In their mission to build next generation mobile experience, Internal design team redesigned their mobile app for better user experience and to improve the user retention.
As experts in iOS development, we were engaged to enrich their internal team to make this redesign a reality with sound software development principles.
The mobile application was designed with motion design principles. This means, every component will animate in harmony with other components based on the user interations like scroll, swipe and click. Building an iOS mobile application that is interaction rich with reusable components is not a simple task as it would need proper abstraction and well planned component composition.
We needed to implement both vertical as well as horizontal animations that could be triggered by a scroll gesture from the user. The type of animation in each direction was different - vertically, we needed a parallax animation, whereas horizontally, we needed a pan animation with crossfading and movement offsets. Apart from the above, we also needed to support a slow panning gesture as well as a fast flick gesture, and also needed to auto-complete the animation when the pan gesture crossed a particular threshold.
Not only did the animations need to work when the user performed a scrolling action, they also needed to run on a fixed timed interval that was determined on the backend. We needed to ensure that the user-triggered and automated animations did not conflict with each other in any way.
To ensure that the animations were smooth without any perceptible lags or hiccups, we needed to synchronize the animation with the device's refresh rate, whether it was 60hz or 120hz on the latest models. Reversible animations We needed to ensure that the animation could be reversed to the starting position, if the user did not complete the pan gesture fully.
If the user reached the end of the list of items in the masthead on either side, we needed to allow them to loop back to the start or end again.
Given the multiple requirements and challenges, the solution was not as simple as just using the UIView animateWithDuration APIs to drive the animation. Here’s how we implemented it
We used a simple UITableView to host the contents of the home page, including the masthead component. UICollectionView was a no-go, because improvements that would allow us to use it for list-like UI, such as compositional layouts, were only introduced in iOS 13. This also meant that we had to use UIKit, and not SwiftUI as that was also an iOS 13 introduction.

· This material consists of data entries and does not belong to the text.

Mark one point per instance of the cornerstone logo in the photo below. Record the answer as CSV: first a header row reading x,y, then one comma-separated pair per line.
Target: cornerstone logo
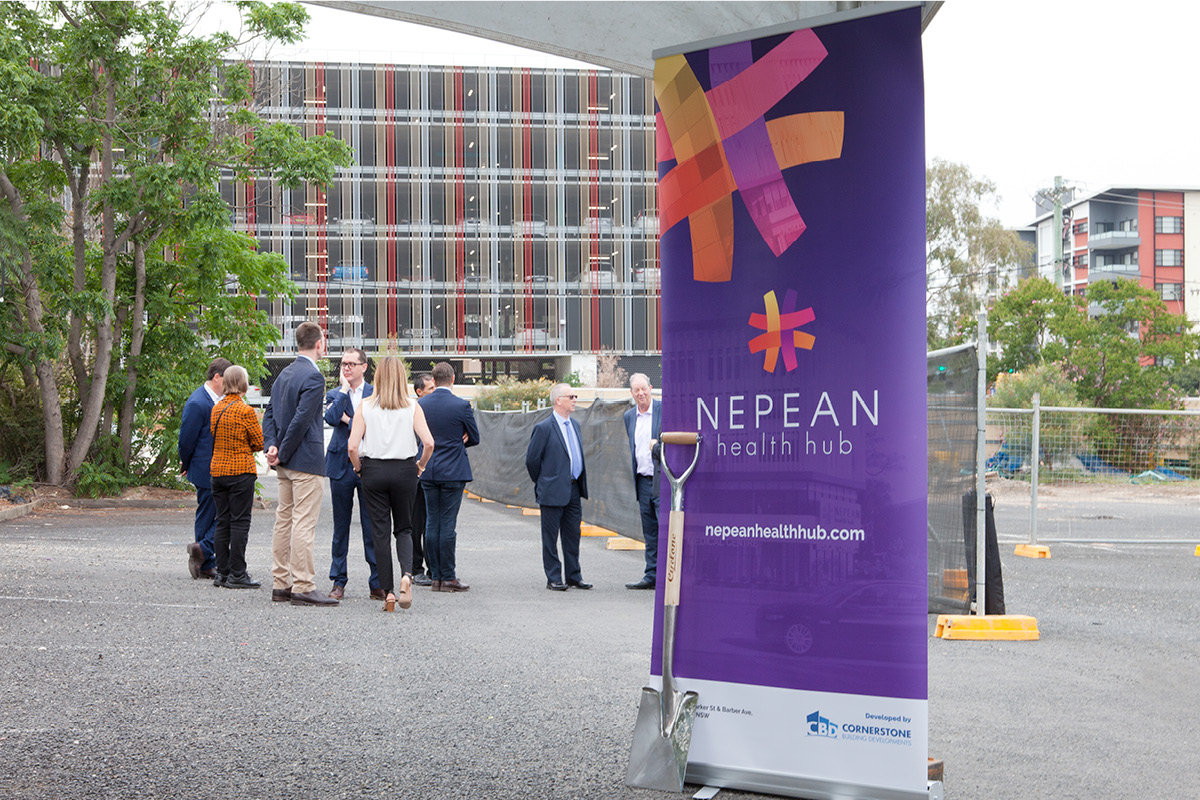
x,y
780,334
821,727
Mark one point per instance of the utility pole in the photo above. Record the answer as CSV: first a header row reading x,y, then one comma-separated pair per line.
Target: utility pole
x,y
1057,227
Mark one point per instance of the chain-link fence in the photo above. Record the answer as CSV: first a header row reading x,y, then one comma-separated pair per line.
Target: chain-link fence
x,y
1107,465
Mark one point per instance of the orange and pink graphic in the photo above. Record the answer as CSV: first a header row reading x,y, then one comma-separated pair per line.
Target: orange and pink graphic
x,y
780,331
723,143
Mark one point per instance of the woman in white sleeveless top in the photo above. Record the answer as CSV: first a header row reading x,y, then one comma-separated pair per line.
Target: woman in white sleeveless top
x,y
383,451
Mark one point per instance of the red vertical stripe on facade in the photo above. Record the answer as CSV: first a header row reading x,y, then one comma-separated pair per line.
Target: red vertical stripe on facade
x,y
527,202
322,210
388,216
460,256
593,202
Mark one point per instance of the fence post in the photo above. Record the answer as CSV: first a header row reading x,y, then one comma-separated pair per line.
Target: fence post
x,y
1036,459
982,467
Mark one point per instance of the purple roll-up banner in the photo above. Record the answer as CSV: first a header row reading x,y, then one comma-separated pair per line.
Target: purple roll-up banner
x,y
792,206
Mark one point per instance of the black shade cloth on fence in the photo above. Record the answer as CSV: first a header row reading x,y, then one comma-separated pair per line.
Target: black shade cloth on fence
x,y
952,389
994,590
499,470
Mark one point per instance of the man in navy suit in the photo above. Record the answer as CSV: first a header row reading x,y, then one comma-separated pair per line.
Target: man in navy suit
x,y
555,461
294,438
423,384
341,403
196,456
643,423
453,425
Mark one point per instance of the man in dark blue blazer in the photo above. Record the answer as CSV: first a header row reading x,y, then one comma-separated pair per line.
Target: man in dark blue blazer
x,y
453,425
643,423
294,438
555,461
341,403
195,457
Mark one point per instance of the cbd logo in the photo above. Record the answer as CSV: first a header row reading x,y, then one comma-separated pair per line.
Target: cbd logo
x,y
821,727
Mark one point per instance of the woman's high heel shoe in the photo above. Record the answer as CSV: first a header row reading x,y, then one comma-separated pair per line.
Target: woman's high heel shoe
x,y
406,591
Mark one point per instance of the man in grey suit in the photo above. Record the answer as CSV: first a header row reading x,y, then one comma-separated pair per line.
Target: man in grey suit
x,y
555,461
643,423
294,439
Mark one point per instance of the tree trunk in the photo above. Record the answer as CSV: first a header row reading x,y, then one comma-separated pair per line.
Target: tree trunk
x,y
47,382
137,335
78,185
112,244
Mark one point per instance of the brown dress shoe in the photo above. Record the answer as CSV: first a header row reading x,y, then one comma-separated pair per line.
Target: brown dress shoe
x,y
311,599
195,559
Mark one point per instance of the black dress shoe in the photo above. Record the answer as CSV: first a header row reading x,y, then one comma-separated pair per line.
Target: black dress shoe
x,y
241,582
311,599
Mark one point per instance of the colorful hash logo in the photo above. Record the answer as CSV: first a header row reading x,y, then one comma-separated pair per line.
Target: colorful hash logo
x,y
780,334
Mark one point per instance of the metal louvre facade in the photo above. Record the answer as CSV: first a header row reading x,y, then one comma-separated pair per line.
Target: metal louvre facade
x,y
490,211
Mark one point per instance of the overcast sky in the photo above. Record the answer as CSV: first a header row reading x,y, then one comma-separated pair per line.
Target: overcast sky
x,y
1098,91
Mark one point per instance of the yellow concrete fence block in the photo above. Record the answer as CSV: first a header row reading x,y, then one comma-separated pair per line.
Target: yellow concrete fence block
x,y
991,626
624,543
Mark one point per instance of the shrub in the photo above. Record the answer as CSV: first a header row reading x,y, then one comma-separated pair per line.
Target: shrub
x,y
509,395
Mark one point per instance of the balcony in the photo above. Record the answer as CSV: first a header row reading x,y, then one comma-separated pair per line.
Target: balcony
x,y
1110,272
1114,240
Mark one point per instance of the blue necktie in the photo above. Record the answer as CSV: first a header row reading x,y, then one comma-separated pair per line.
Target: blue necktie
x,y
574,449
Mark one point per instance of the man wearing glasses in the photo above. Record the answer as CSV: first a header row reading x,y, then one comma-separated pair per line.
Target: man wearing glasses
x,y
555,461
341,403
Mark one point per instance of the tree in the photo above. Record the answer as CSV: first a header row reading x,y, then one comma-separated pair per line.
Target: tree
x,y
1119,344
121,116
970,256
1024,320
1123,355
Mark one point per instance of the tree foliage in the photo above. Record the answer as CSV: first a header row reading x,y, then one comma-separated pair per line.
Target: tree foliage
x,y
970,256
129,280
1119,344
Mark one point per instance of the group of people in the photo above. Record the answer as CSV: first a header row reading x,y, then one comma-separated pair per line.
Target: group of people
x,y
405,458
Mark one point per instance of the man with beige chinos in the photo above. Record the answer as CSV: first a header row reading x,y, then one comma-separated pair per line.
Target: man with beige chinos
x,y
295,447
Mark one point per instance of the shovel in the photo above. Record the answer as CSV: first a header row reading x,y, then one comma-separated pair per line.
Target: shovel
x,y
658,758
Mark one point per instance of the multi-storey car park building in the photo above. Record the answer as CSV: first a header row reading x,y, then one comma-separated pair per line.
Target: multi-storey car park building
x,y
502,218
1128,233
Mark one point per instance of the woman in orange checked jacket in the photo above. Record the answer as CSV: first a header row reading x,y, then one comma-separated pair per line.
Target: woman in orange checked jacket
x,y
237,437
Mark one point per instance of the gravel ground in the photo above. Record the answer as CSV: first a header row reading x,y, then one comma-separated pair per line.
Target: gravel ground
x,y
123,678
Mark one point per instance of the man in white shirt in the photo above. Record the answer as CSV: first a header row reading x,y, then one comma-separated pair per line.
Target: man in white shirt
x,y
341,404
555,461
643,423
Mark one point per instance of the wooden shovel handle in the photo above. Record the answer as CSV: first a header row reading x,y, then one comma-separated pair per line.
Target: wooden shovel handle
x,y
675,559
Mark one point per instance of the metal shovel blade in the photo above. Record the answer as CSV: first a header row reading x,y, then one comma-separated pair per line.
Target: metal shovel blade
x,y
658,758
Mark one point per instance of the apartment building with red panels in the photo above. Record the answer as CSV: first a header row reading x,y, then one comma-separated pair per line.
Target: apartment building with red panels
x,y
1128,233
503,218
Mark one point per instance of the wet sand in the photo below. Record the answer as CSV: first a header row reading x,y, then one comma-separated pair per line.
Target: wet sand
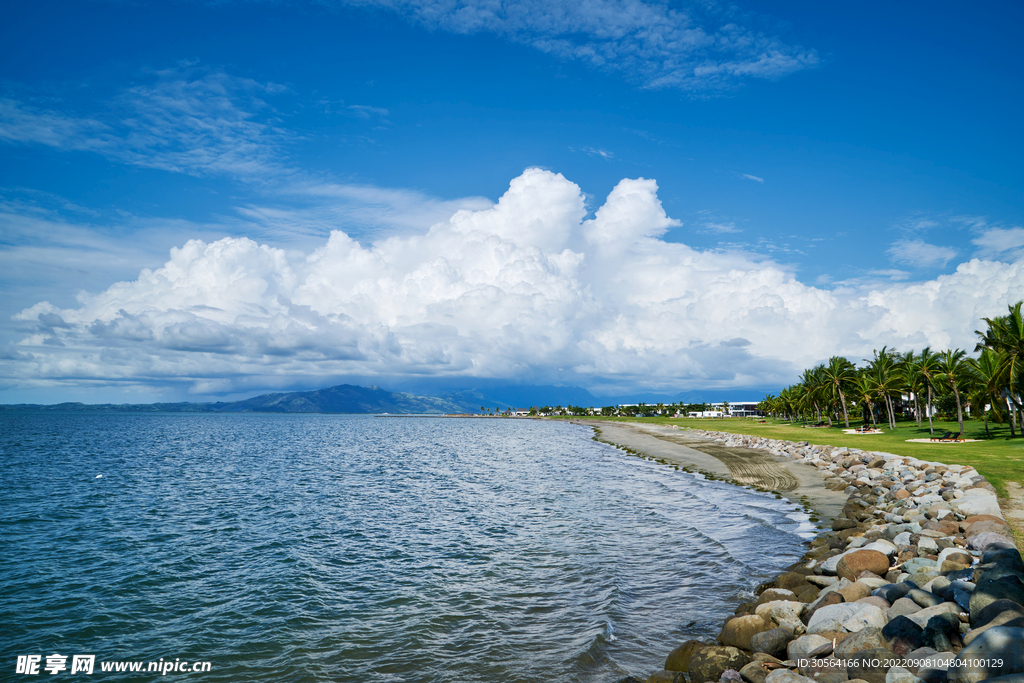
x,y
801,483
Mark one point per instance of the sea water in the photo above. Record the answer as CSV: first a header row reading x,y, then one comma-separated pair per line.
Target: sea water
x,y
364,549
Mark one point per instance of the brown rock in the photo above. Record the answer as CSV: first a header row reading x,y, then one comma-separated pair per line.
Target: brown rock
x,y
855,591
709,663
773,594
988,525
833,598
864,639
679,658
738,631
807,593
667,677
861,664
790,581
754,673
862,560
980,518
882,603
953,565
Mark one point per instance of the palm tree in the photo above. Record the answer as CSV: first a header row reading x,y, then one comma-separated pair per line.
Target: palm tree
x,y
987,385
1006,335
928,368
840,375
910,367
864,390
953,371
888,382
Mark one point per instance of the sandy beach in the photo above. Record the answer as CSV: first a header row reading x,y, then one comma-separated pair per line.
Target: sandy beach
x,y
799,482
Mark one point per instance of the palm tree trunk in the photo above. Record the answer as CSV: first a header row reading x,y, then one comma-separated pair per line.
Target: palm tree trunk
x,y
960,411
928,409
1013,421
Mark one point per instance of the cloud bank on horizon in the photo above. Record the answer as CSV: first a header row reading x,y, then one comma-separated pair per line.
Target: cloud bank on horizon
x,y
527,289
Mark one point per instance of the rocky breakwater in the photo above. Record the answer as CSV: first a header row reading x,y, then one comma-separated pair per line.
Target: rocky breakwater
x,y
919,580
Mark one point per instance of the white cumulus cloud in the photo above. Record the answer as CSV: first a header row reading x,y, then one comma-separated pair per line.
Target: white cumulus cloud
x,y
528,289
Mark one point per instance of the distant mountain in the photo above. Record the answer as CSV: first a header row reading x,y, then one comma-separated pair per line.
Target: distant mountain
x,y
352,398
341,398
525,395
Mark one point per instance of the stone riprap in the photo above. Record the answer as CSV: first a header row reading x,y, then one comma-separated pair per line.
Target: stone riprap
x,y
919,580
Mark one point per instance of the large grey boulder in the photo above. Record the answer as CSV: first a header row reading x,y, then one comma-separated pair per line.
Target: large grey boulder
x,y
998,651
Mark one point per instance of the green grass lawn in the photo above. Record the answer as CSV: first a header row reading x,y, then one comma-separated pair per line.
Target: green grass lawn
x,y
999,459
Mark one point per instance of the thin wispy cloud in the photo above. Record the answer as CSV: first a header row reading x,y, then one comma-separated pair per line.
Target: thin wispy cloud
x,y
1000,242
920,254
698,46
720,227
367,112
25,123
194,121
604,154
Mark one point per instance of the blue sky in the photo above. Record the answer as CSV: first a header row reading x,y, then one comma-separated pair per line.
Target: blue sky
x,y
826,181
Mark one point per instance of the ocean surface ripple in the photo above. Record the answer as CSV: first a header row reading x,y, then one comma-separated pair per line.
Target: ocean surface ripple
x,y
363,549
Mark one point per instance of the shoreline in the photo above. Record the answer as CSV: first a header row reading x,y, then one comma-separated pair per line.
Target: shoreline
x,y
919,581
674,446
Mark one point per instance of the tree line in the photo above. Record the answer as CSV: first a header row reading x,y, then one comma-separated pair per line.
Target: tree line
x,y
991,384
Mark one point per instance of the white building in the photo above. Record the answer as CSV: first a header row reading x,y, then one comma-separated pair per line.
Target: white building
x,y
739,409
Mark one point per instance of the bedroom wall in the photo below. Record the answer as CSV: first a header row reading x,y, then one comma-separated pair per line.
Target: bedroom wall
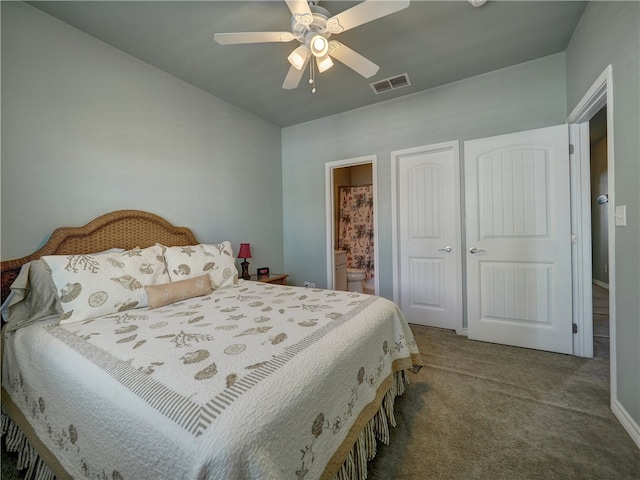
x,y
522,97
87,129
609,34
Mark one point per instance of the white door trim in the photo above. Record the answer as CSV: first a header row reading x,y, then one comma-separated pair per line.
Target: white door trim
x,y
329,167
454,146
599,95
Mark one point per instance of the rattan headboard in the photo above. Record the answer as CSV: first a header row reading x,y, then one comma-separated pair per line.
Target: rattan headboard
x,y
120,229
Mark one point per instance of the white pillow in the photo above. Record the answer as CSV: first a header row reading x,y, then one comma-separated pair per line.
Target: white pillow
x,y
93,285
216,259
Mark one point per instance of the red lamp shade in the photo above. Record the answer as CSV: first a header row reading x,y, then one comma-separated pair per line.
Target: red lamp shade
x,y
245,251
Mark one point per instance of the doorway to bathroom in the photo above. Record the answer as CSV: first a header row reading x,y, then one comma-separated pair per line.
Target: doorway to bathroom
x,y
352,224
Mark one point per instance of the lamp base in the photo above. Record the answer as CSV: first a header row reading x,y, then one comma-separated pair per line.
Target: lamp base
x,y
245,270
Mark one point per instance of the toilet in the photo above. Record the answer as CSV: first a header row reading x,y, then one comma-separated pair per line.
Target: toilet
x,y
355,277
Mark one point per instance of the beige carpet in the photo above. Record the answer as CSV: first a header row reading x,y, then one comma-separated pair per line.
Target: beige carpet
x,y
485,411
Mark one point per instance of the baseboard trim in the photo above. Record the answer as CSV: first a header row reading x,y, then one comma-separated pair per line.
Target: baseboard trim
x,y
600,283
632,428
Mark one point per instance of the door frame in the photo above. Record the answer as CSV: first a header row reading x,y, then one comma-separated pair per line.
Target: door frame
x,y
599,95
453,145
329,168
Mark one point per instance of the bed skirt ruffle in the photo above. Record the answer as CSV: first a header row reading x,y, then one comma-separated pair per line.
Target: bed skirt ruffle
x,y
28,458
365,447
353,468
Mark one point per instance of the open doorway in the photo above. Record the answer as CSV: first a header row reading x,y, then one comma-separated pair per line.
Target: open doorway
x,y
596,105
599,230
352,220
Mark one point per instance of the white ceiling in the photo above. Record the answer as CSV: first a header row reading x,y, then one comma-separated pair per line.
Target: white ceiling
x,y
434,42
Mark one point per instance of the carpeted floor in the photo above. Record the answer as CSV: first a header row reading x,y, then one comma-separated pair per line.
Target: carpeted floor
x,y
481,411
485,411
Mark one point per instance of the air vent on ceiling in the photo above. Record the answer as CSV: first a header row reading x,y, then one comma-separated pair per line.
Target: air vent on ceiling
x,y
391,83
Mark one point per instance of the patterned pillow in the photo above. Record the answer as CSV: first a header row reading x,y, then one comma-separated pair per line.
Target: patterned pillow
x,y
93,285
217,260
161,295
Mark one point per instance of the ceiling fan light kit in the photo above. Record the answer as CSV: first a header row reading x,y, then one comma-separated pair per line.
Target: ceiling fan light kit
x,y
312,26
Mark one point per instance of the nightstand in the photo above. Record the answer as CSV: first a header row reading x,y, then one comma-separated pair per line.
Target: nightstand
x,y
278,278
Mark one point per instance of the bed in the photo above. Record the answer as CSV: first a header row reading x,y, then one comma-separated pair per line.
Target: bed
x,y
188,372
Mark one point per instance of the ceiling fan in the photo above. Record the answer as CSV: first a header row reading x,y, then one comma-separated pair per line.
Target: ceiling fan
x,y
312,26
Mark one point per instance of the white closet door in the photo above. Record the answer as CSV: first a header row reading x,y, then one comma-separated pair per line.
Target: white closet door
x,y
429,258
518,239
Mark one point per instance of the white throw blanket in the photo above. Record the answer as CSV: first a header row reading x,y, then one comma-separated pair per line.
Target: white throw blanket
x,y
256,381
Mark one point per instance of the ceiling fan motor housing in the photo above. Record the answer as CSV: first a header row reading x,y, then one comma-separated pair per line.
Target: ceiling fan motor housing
x,y
304,27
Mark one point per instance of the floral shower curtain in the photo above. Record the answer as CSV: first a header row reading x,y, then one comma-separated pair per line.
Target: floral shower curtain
x,y
355,234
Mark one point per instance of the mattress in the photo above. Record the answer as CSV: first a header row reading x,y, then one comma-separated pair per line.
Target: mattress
x,y
252,381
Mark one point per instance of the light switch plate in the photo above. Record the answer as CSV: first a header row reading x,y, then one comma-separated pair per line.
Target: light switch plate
x,y
621,216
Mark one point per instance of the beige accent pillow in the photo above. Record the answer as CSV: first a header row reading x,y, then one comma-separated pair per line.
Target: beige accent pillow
x,y
160,295
192,261
93,285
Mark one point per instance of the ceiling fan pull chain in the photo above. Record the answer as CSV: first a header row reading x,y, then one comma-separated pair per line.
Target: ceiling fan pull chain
x,y
312,77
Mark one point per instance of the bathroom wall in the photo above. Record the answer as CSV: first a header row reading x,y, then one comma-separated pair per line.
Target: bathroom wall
x,y
356,175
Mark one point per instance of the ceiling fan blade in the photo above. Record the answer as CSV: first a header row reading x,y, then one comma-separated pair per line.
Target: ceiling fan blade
x,y
292,80
364,12
252,37
352,59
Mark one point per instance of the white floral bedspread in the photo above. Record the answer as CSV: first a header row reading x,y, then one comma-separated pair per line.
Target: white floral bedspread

Within the table view, each cell contained a separate component, and the masthead component was one such. The masthead itself consisted of a horizontally scrolling collection view.
Because the root view was a table view, we were able to listen to UIScrollView delegate methods and obtain the scroll offset using the scrollView:didScroll
method. The current scroll offset was broadcast as an event using RxSwift, and was listened to by the masthead component. The component then further broadcast it to the current visible cell of the internal collection view, where we updated the auto layout constraints to move the necessary subviews in the opposite direction of the scroll, giving a parallax effect.
We used RxSwift instead of say NSNotifications, as the former allowed us to expose a type-safe BehaviourSubject containing a CGPoint of the current vertical offset. With Notifications, we would’ve needed to package the CGPoint in an untyped [String: Any] userinfo dictionary, and then cast the value when consuming the notification.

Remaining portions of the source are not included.